That’s not the only congressional solution facing the Senate — there are several other measures that have been introduced by bipartisan groups of senators and House members aiming to provide legal pathways to citizenship, including:
- The Recognizing America’s Children Act (RAC), which codifies much of the DACA program but provides a pathway to legal status for people who are vetted by the Department of Homeland Security and work, enroll in higher education or serve in the military. It also allows the government to kick people out of legal status if they leave school or are unemployed. After 10 years of legal status, participants could apply for citizenship.
- The SUCCEED Act, sponsored by Oklahoma Sen. James Lankford and North Carolina Sen. Thom Tillis, which contains many similar provisions to the RAC proposal but also prohibits recipients from sponsoring family members to the U.S.
- The American Hope Act is a House bill introduced by Democrats with less restrictive requirements than the DREAM Act. Eligible participants can apply for conditional permanent residency, then lawful permanent residency and after five years, U.S. citizenship (13 years under the DREAM Act). It also has a broader pathway to citizenship without the DREAM Act’s requirement of military service or continuing education. It’s sponsored by Illinois Democratic Rep. Luis Gutierrez and has 152 co-sponsors — all Democrats — including Nevada Reps. Dina Titus, Ruben Kihuen and Rosen.
- The BRIDGE Act, (Bar Removal of Individuals who Dream and Grow our Economy), which essentially codifies the DACA program into law for three years and allows Congress more time to come up with long-term immigration reform. The Senate version has a bipartisan group of nine co-sponsors, including Heller.
Rep. Jacky Rosen has accused her likely 2018 opponent, Republican Sen. Dean Heller, of “hiding and sitting on the sidelines” on the DREAM Act, which she equates to opposing the bill.
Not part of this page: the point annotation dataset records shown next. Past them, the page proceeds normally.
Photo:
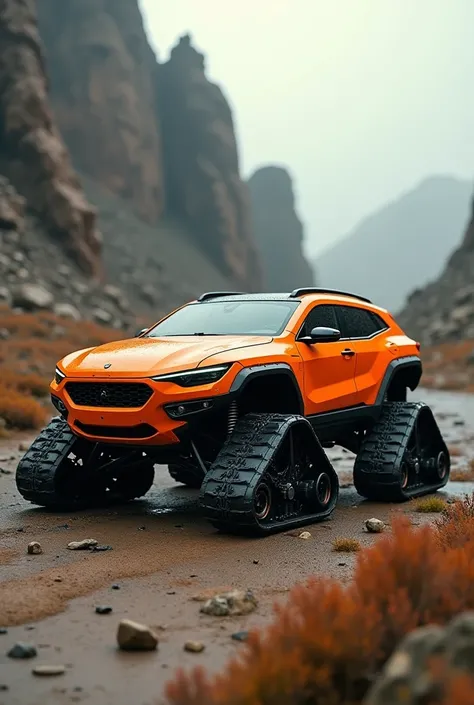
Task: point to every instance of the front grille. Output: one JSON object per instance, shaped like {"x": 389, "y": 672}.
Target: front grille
{"x": 143, "y": 430}
{"x": 130, "y": 395}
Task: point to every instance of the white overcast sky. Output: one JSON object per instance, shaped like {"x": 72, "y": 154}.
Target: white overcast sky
{"x": 360, "y": 99}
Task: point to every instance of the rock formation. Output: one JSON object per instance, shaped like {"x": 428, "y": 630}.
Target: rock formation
{"x": 103, "y": 84}
{"x": 278, "y": 230}
{"x": 401, "y": 246}
{"x": 203, "y": 183}
{"x": 32, "y": 153}
{"x": 444, "y": 310}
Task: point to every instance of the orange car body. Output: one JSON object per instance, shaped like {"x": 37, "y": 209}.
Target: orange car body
{"x": 344, "y": 375}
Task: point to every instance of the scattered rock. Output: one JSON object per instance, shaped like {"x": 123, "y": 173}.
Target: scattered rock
{"x": 407, "y": 678}
{"x": 83, "y": 545}
{"x": 104, "y": 547}
{"x": 46, "y": 670}
{"x": 374, "y": 526}
{"x": 22, "y": 650}
{"x": 102, "y": 316}
{"x": 132, "y": 636}
{"x": 235, "y": 602}
{"x": 240, "y": 636}
{"x": 34, "y": 548}
{"x": 65, "y": 310}
{"x": 32, "y": 297}
{"x": 304, "y": 535}
{"x": 194, "y": 647}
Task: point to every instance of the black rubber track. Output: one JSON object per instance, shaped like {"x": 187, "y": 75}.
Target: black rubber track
{"x": 186, "y": 474}
{"x": 227, "y": 492}
{"x": 42, "y": 479}
{"x": 386, "y": 452}
{"x": 36, "y": 471}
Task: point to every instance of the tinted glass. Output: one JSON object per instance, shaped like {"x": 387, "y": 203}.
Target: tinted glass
{"x": 228, "y": 318}
{"x": 322, "y": 315}
{"x": 357, "y": 322}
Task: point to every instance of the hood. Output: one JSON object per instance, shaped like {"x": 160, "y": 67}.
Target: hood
{"x": 144, "y": 357}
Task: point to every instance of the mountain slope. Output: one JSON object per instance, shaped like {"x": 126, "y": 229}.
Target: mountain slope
{"x": 444, "y": 309}
{"x": 402, "y": 246}
{"x": 278, "y": 230}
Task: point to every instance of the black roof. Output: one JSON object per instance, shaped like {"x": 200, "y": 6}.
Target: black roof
{"x": 295, "y": 295}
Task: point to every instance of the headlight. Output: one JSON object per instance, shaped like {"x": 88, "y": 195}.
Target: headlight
{"x": 58, "y": 375}
{"x": 194, "y": 378}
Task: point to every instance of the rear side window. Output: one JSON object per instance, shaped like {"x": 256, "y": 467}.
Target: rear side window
{"x": 358, "y": 322}
{"x": 320, "y": 316}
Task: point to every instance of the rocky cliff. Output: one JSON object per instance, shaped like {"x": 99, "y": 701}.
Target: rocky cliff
{"x": 103, "y": 89}
{"x": 402, "y": 246}
{"x": 444, "y": 310}
{"x": 278, "y": 230}
{"x": 32, "y": 153}
{"x": 203, "y": 184}
{"x": 161, "y": 137}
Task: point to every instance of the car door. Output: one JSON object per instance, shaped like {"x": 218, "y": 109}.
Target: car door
{"x": 329, "y": 374}
{"x": 366, "y": 333}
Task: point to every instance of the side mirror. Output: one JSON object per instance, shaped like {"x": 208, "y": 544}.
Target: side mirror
{"x": 322, "y": 335}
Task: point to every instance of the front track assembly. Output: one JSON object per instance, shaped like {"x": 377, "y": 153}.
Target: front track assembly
{"x": 403, "y": 456}
{"x": 64, "y": 472}
{"x": 271, "y": 475}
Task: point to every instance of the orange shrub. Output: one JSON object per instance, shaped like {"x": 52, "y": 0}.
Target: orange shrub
{"x": 456, "y": 524}
{"x": 20, "y": 411}
{"x": 328, "y": 641}
{"x": 28, "y": 358}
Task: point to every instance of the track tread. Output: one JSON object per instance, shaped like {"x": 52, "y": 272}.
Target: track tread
{"x": 35, "y": 474}
{"x": 377, "y": 466}
{"x": 227, "y": 490}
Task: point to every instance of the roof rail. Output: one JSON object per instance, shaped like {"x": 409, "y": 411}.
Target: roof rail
{"x": 215, "y": 294}
{"x": 316, "y": 290}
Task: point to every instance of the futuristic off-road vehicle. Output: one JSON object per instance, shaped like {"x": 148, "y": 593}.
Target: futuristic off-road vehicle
{"x": 238, "y": 394}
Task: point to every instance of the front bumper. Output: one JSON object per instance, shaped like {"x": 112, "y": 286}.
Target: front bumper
{"x": 159, "y": 421}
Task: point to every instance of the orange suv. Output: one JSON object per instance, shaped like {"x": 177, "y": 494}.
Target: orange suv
{"x": 239, "y": 394}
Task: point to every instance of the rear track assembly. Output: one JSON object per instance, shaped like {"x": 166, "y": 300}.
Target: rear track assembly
{"x": 271, "y": 475}
{"x": 403, "y": 456}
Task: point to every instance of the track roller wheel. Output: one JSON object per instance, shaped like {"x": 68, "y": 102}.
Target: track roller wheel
{"x": 271, "y": 475}
{"x": 403, "y": 456}
{"x": 61, "y": 471}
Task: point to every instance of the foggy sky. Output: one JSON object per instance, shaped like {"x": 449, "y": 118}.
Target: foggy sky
{"x": 360, "y": 99}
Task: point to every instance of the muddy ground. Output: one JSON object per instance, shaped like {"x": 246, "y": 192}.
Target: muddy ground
{"x": 163, "y": 554}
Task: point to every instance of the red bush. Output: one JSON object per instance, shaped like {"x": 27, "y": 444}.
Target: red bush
{"x": 327, "y": 641}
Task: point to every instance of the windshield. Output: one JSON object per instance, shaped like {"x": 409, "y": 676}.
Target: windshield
{"x": 227, "y": 318}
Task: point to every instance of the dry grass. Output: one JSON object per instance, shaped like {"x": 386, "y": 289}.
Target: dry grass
{"x": 28, "y": 358}
{"x": 430, "y": 505}
{"x": 346, "y": 545}
{"x": 328, "y": 640}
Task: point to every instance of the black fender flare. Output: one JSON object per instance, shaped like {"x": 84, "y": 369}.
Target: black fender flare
{"x": 248, "y": 374}
{"x": 410, "y": 363}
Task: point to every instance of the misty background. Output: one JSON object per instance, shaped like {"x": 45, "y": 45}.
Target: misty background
{"x": 361, "y": 100}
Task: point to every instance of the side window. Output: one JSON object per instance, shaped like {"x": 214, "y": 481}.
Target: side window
{"x": 322, "y": 315}
{"x": 358, "y": 322}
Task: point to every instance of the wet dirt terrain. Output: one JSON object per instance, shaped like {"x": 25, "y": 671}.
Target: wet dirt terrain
{"x": 163, "y": 553}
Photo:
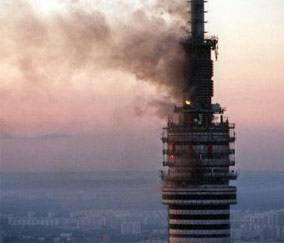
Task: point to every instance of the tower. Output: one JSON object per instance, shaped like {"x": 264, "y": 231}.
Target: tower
{"x": 198, "y": 149}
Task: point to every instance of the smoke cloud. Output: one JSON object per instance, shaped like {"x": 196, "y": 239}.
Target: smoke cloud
{"x": 58, "y": 48}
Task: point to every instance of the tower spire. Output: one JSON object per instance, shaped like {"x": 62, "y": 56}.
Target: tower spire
{"x": 199, "y": 149}
{"x": 197, "y": 19}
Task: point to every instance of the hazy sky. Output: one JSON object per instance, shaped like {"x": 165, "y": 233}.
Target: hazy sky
{"x": 63, "y": 108}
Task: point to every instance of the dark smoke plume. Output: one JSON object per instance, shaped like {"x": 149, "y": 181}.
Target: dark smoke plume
{"x": 55, "y": 48}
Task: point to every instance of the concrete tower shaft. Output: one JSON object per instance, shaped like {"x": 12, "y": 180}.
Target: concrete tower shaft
{"x": 199, "y": 149}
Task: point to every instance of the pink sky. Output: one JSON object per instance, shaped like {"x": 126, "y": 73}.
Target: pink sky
{"x": 96, "y": 112}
After reviewing Heller’s past statements and voting record, it’s difficult to exactly pin down whether the Republican senator would support the DREAM Act if it came up for a vote in 2017. Although he voted against the measure during his time in the House and publicly touted his opposition a decade ago, Heller has since moderated his position on immigration in the succeeding years and supported concepts — such as an earned pathway to citizenship — in the bill itself. He’s also expressed support for DACA and co-sponsored a bill that would codify that program into law for three years.
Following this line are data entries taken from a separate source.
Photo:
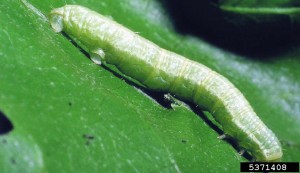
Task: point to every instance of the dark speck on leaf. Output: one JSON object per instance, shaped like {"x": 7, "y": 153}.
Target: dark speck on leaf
{"x": 88, "y": 136}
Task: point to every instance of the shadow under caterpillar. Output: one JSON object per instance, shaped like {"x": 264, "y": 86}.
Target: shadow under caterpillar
{"x": 161, "y": 70}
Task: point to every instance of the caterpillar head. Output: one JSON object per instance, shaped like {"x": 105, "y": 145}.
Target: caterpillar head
{"x": 56, "y": 19}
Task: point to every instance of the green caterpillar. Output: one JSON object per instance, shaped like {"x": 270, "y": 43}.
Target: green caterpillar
{"x": 162, "y": 70}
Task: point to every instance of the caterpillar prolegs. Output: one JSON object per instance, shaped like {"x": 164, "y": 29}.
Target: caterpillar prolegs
{"x": 162, "y": 70}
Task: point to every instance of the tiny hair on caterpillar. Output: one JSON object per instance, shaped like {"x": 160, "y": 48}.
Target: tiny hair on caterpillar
{"x": 162, "y": 70}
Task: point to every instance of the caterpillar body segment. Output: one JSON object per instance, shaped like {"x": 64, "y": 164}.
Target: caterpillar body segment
{"x": 162, "y": 70}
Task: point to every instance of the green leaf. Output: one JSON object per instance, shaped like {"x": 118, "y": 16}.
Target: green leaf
{"x": 70, "y": 115}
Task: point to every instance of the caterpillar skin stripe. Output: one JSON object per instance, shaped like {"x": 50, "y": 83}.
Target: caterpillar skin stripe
{"x": 159, "y": 69}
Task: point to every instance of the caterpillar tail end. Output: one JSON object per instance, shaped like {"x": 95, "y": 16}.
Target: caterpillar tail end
{"x": 56, "y": 19}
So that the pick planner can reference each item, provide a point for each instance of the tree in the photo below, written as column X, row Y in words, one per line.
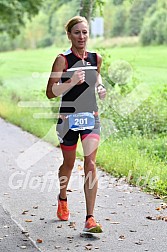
column 154, row 30
column 88, row 8
column 12, row 14
column 136, row 15
column 119, row 21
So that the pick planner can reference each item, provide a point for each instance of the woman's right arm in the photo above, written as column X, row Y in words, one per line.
column 54, row 88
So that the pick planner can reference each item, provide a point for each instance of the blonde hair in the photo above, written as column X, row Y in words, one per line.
column 73, row 21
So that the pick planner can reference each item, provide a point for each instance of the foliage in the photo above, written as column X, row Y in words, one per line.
column 136, row 15
column 154, row 30
column 12, row 14
column 88, row 8
column 119, row 22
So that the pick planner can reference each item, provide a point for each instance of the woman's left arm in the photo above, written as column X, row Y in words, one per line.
column 101, row 90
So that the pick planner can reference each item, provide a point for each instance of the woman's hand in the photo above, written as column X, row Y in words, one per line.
column 78, row 77
column 101, row 91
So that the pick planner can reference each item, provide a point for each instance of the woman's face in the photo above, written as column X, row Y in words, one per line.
column 79, row 35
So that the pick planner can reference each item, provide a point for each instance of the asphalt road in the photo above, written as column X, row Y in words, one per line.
column 28, row 203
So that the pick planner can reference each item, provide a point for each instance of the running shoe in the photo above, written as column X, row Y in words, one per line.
column 92, row 227
column 63, row 212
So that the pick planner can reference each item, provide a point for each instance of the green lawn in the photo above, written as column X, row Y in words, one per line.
column 23, row 77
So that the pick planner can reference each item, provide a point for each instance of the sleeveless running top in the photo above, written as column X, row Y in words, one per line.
column 80, row 98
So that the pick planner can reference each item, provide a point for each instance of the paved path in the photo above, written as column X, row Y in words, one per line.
column 28, row 191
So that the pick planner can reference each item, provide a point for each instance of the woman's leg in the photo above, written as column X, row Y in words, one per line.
column 90, row 146
column 65, row 171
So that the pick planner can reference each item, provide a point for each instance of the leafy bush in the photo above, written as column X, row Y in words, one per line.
column 154, row 30
column 46, row 41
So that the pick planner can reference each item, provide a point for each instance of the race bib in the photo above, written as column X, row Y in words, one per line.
column 81, row 121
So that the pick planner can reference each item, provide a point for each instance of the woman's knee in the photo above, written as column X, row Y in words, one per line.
column 90, row 165
column 69, row 164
But Heller hasn’t directly commented on whether or not he would support the DREAM Act since an interview in 2012, and his campaign declined to answer questions about how he would vote on the legislation. Silence does not equal opposition, and Heller’s only public statement in the weeks since the DACA announcement was a statement saying he supported the program and was co-sponsoring a different bill than the DREAM Act.
If the bill comes up for a vote, or if Heller reveals his position on the bill, we’ll be willing to revisit this rating. But for now, we rate it Hardly Abe.